The More Answers I Get As A Consumer, the More Questions I Have As A VC
The reason it’s so easy to build a great AI-based product that consumers want, quickly, is that – it’s easy. AI really has changed the nature of the game. By the same token, far more people can do it.
That’s an exciting opportunity for entrepreneurs, on the one hand, and many are leaping to engage with it. On the other hand, it makes it difficult to put a finger reliably on true value. What makes any particular company worth investing in, when anyone could come along and make a slightly better version in weeks?
The largest AI companies, the giants, have a durable infrastructure advantage (which they are racing to expand, to the tune of billions, hoping that this will prove its revenue value in time) and first mover advantage of some years’ standing. That is a different situation. But for young, agile, innovative companies building on this infrastructure to make something new and interesting, it’s a whole other world.

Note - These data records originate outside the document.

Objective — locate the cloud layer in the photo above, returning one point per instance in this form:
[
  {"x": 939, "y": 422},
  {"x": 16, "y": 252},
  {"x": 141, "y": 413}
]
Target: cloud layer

This tension is reflected in the funding reality. 2025 looks like it became the first year when AI represented more than half of all the investments made with VC money. That’s an astonishing stat, when you consider that I’m writing this only slightly more than 3 years after the initial version of ChatGPT burst into our lives.
But. Most of that money is going to the huge names everyone already knows, like Anthropic, which announced a $13 billion Series F in September. This rising tide is not floating all boats – and it’s not even floating all AI boats. In Q3 2025, investment increased, but reported deal count was at the lowest level seen in years.
If I look back at the last twenty years, my first question when analyzing a new company has always been: What kind of moat do they have? What makes them stand out as so different that, if they see success, it would be hard for someone else to copy them quickly? If there’s no moat, there isn’t really a business model that’s stable enough to invest in.
The more I see these life-changingly useful apps pop up, the more I worry about what would make their underlying business models sustainable.
I see very large VCs trying to claim a solution to this challenge by declaring that “Speed is the new Moat” and I can see that the new pace of things can be breathtaking, and makes it easy to get carried away. The reality is, though, aside from the fact that it isn’t available to small VCs as a solution, I am very dubious about this shift. Even with a big initial market share, I don’t see a lot of good proof to support high stickiness in the face of new entrants with better products.
GenAI is a Paradigm Shift
As I’ve said before, treating GenAI as a paradigm shift has helpful explanatory and planning power. It’s the reason that at Maverick Ventures Israel, we have focused our relevant investments since early 2023 on AI-adjacent or infrastructure supporting companies rather than the companies behind the apps we love and use every day. I do think it’s time that more analysts and investors came to terms with the reality of this shift and what it means for them, for companies and for our industry.
That said, it doesn’t solve the conundrum. The apps we use really are great, and really do fill needs, even if they aren’t backed by a moat. So what’s the answer? Perhaps it’s time to change how we view investment needs for companies like this. Venture capital isn’t always the right answer to every new business idea. Maybe it’s time we started imagining more categories of company, with different business models and investment fit.
GenAI has changed so much about how we interact, plan and take action. Perhaps it’s time that it change how we think about investment, too.